# Vienna Lager - Yeast Choice?



## Bribie G (23/5/11)

I've never made a Vienna so, to see what all the fuss is about I've got 5k of Vienna on the way from CB 

5000 Vienna 
0 ricez
0 polantaz
0 sugaz   

Hochkurz mash 63 35 mins, 71 25 mins, mashout 68 

Saaz to 20 IBU 90 mins


Any advice on yeasts?
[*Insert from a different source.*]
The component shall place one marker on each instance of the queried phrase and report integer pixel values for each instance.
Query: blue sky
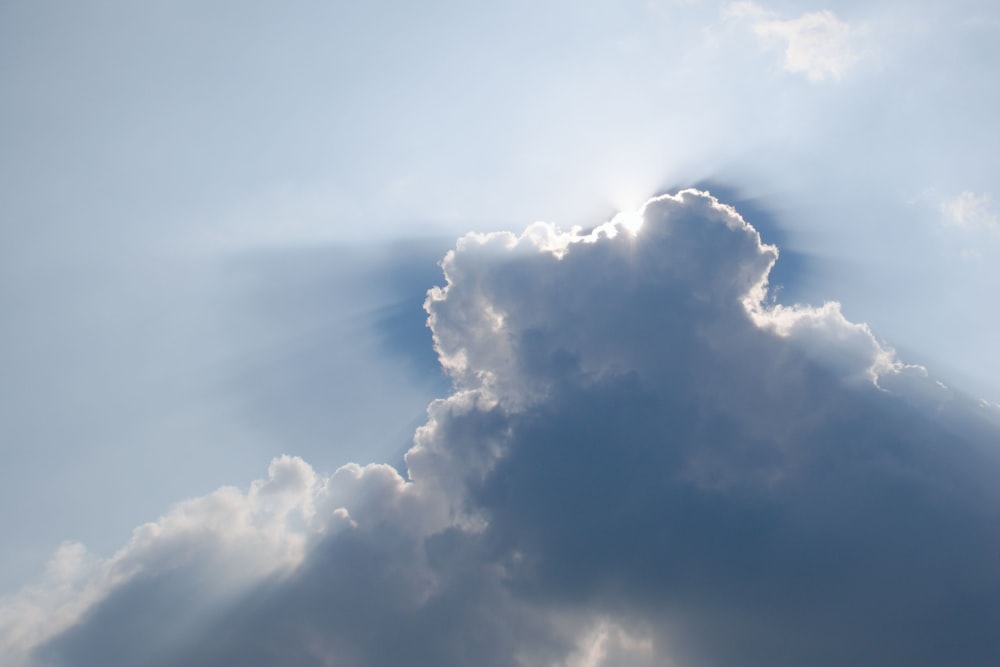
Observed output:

I have Wyeast 2042 Danish saved in a bottle and Wyeast 2001 Urquell unsmacked. 
I'm looking for a dry finish and not to be confused with German dark lagers as I may be entering this later so looking to hit BJCP style. :icon_cheers: 

Yes I've looked up Pint o Lagers tips - hey anyone know if the guy is ok, or just drifted away?


----------



## brett mccluskey (23/5/11)

BribieG said:


> I've never made a Vienna so, to see what all the fuss is about I've got 5k of Vienna on the way from CB
> 
> 5000 Vienna
> 0 ricez
> ...


The Wyeast 2124 and 2206 work quite well too,the Danish Lager is a good choice as well :icon_cheers:


----------



## fraser_john (23/5/11)

toper1 said:


> The Wyeast 2124 and 2206 work quite well too,the Danish Lager is a good choice as well :icon_cheers:



+1 Danish Lager

Love a good vienna lager, Dos Equis Amber was always something I drank on draft at mexican restaurants in the USA. Might need to get my act into gear......like the idea of 100% vienna Bribie!


----------



## Sunshine_Brewer (23/5/11)

I used S189 on a Vienna Lager last year. A retired german brewer out here on holidays tried it and gave it the thumbs up.
It must have been the Super Pride bittering addition :icon_cheers:


----------



## mesa99 (23/5/11)

I've tried 2206 and 2633 and both turned out nice. IMO 2633 was slightly more to my liking. That said I am about to do another one with 2206 :icon_cheers:


----------



## np1962 (23/5/11)

BribieG said:


> Yes I've looked up Pint o Lagers tips - hey anyone know if the guy is ok, or just drifted away?


His name appears regularly in the recent users online list, generally early in the mornings.


----------



## mika (23/5/11)

NigeP62 said:


> *Her* name appears regularly in the recent users online list, generally early in the mornings.



Fixed.

A very good lager brewer who like most of the old school crowd has chosen to take a back seat.
Her advice and recipes still as valid as ever though.


----------



## Bribie G (23/5/11)

All power to the alewives :icon_cheers: 

Tidal Pete and I will be knocking the brew out on Friday - Looks like the Danish is on.


----------



## Thirsty Boy (24/5/11)

2124 is such a good allrounder, that if you want to split/save/crop the yeast, i'd use that strain. It'll make a lovely vienna and be useful for pretty much any other lager you could name while its at it.

I might think about bittering it a bit more heavily than that too - vienna malt can end up pretty sweet tasting on the palate and I'd want more than 20 IBUs to balance it unless you were aiming right at the bottom of the style guidelines for your OG.

I had a nice german festbier at the taphouse the other night... And while it wasn't a stylistic version of a viena lager, it wasn't too far from what I'd expect a 100% vienna malt beer to be, it had a really quite firm bitterness that made it very drinkable indeed.


----------